Trying to put some theory into practice before an exam without any lectured examples, so forgive me if this is simple... I have the subgroup of $GL_2(\mathbb{R})$ given by \begin{equation} G=\bigg{\{}\begin{pmatrix}a & b \\ 0 & 1 \end{pmatrix}:a,b\in\mathbb{R},a\not=0\bigg{\}} \end{equation} which I would firstly like to show is a Lie group under matrix multiplication, a secondly find all its one-parameter subgroups.
It's obvious to me this is not a closed subgroup (so we can't apply Cartan's theorem and conclude $G$ is an embedded Lie subgroup and hence a Lie group), and unlike the subgroups $O_n(\mathbb{R})$ and $SL_n(\mathbb{R})$ etc. I can't write $G$ as the inverse image of a regular value of a smooth map and apply the IFT. How else could I show $G$ is a smooth manifold?
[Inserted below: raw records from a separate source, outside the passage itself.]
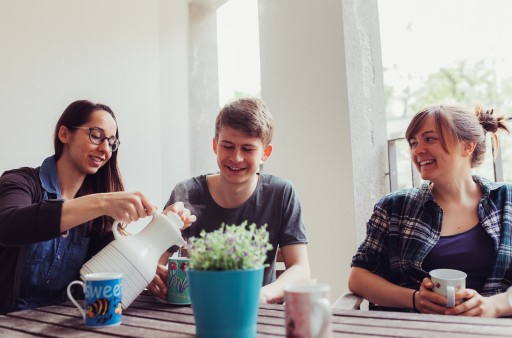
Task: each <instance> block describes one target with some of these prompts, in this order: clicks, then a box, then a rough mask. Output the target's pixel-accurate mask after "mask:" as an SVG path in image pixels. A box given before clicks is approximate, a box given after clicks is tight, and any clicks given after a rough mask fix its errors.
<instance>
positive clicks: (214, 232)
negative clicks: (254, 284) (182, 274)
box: [187, 221, 272, 270]
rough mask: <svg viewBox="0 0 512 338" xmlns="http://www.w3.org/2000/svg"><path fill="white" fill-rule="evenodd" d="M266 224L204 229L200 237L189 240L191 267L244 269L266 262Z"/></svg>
mask: <svg viewBox="0 0 512 338" xmlns="http://www.w3.org/2000/svg"><path fill="white" fill-rule="evenodd" d="M266 228H267V225H266V224H265V225H264V226H262V227H260V228H257V227H256V224H254V223H253V224H251V225H250V226H247V221H244V222H242V224H240V225H238V226H237V225H235V224H233V225H226V224H224V223H223V224H222V225H221V227H220V229H218V230H215V231H213V232H208V233H207V232H206V231H204V230H203V231H201V234H200V235H199V237H191V238H189V241H188V245H187V247H188V254H189V256H190V257H189V258H190V263H189V267H190V268H191V269H194V270H245V269H255V268H260V267H262V266H264V263H265V259H266V258H267V251H268V250H271V249H272V244H270V243H269V242H268V232H267V230H266Z"/></svg>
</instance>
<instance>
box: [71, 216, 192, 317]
mask: <svg viewBox="0 0 512 338" xmlns="http://www.w3.org/2000/svg"><path fill="white" fill-rule="evenodd" d="M119 223H120V222H119V221H115V222H114V224H113V225H112V232H113V233H114V238H115V240H114V241H112V242H110V243H109V244H108V245H107V246H106V247H105V248H103V250H101V251H100V252H98V254H96V255H94V256H93V257H92V258H91V259H90V260H89V261H87V262H86V263H85V264H84V265H83V266H82V269H81V270H80V275H81V276H85V275H86V274H89V273H98V272H122V273H123V282H122V283H123V284H122V289H123V291H122V301H121V303H122V305H123V308H125V309H126V308H128V306H130V304H131V303H132V302H133V300H134V299H135V298H137V296H138V295H139V294H140V293H141V292H142V291H143V290H144V288H146V286H147V285H148V284H149V283H150V282H151V281H152V280H153V278H154V277H155V273H156V268H157V265H158V259H159V258H160V256H161V255H162V253H164V251H165V250H167V249H168V248H169V247H171V246H173V245H177V246H180V247H181V246H183V245H184V244H185V240H184V239H183V237H181V231H180V228H181V227H183V222H182V221H181V219H180V217H179V216H178V215H176V214H175V213H172V212H170V213H169V214H168V215H164V214H160V213H157V212H155V213H153V219H152V220H151V222H150V223H149V224H148V225H146V227H145V228H144V229H143V230H142V231H140V232H139V233H138V234H136V235H130V236H124V235H122V234H120V233H119V230H118V229H117V226H118V224H119Z"/></svg>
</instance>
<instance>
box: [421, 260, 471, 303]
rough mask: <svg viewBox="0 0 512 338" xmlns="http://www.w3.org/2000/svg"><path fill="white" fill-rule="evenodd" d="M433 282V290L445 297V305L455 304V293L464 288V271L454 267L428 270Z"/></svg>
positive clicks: (464, 281) (464, 282)
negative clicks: (448, 268) (462, 271)
mask: <svg viewBox="0 0 512 338" xmlns="http://www.w3.org/2000/svg"><path fill="white" fill-rule="evenodd" d="M429 274H430V279H431V280H432V283H434V289H433V291H434V292H435V293H437V294H440V295H443V296H445V297H446V307H454V306H455V293H456V292H458V291H461V290H464V289H465V288H466V277H467V276H468V275H467V274H466V273H465V272H462V271H459V270H454V269H436V270H432V271H430V273H429Z"/></svg>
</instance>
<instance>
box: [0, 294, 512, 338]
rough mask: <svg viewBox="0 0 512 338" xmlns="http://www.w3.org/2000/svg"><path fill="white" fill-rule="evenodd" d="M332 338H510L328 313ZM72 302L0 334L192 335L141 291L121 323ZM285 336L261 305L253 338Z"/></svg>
mask: <svg viewBox="0 0 512 338" xmlns="http://www.w3.org/2000/svg"><path fill="white" fill-rule="evenodd" d="M333 312H334V313H333V317H332V323H333V325H332V326H333V331H334V332H333V337H351V336H357V337H450V338H452V337H482V338H483V337H512V319H508V318H492V319H487V318H465V317H452V316H437V315H424V314H407V313H400V312H379V311H359V310H339V309H335V310H334V311H333ZM82 323H83V322H82V320H81V317H80V313H79V311H78V309H76V308H75V307H73V305H72V304H70V303H66V304H63V305H62V306H49V307H45V308H40V309H37V310H27V311H20V312H14V313H10V314H8V315H7V316H0V337H32V336H40V337H72V338H78V337H100V336H102V337H105V336H109V337H160V338H162V337H193V336H194V335H195V326H194V317H193V314H192V308H191V307H190V306H184V307H177V306H171V305H168V304H166V303H164V302H162V301H160V300H159V299H156V298H154V297H152V296H146V295H141V296H139V297H138V298H137V299H136V300H135V301H134V302H133V303H132V305H131V306H130V307H129V308H128V309H127V310H126V311H125V312H124V314H123V323H122V325H120V326H114V327H107V328H102V329H88V328H86V327H85V326H84V325H83V324H82ZM284 335H285V322H284V306H283V305H274V304H271V305H270V304H269V305H261V306H260V310H259V315H258V335H257V336H258V337H283V336H284Z"/></svg>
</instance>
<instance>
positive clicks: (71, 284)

I'm also trying to find all one-parameter subgroups of $G$, i.e. all Lie group homomorphisms $\sigma:\mathbb{R}\rightarrow G$. I've tried writing such a map explicitly in terms of functions $a(t)$ and $b(t)$ and arrive at the conditions $a(t+s)=a(t)a(s)$ and $b(t+s)=a(t)(1+b(s))$, but this doesn't seem very neat. I also have the fact that $G$ is isomorphic as a group to invertible linear transformations $T$ on $\mathbb{R}$ of the form $T(x)=ax+b$ but I don't know if this helps.
Could someone please help me with this example, since all I have at the moment is theory and am struggling to put it into practice. Thanks
As mentioned in the comments, $G$ is a closed subset of $GL_2(\Bbb R)$.
The one-parameter subgroups are exactly the maps $\Bbb R \to G$ defined by $$\phi_X : t \mapsto \exp(t X),$$ for $X \in \mathfrak g \cong T_I G$.
In our case, it's straightforward to check that under this identification (and the identification of $T_I G$ as a subspace of $T_I GL_2(\Bbb R) = T_I M(2, \Bbb R) \cong M(2, \Bbb R)$) the Lie algebra $\mathfrak g$ of $G$ $$\mathfrak g = \left\{\pmatrix{a&b\\0&0} : a, b \in \Bbb R \right\},$$ so it remains just to produce an explicit formula for $$\exp\left[ t \pmatrix{a&b\\0&0\\}\right] = \exp\pmatrix{at&bt\\0&0} .$$ One way to handle this is to write the matrix on the r.h.s. as $A + B$, where $$A := \pmatrix{at&0\\0&0}, \qquad B := \pmatrix{0&bt\\0&0} ,$$ which enables simplification of the expression for the exponential when using the formula $\exp X = 1 + X + \frac{1}{2} X^2 + \frac{1}{6} X^3 + \cdots$ that holds in the matrix group setting.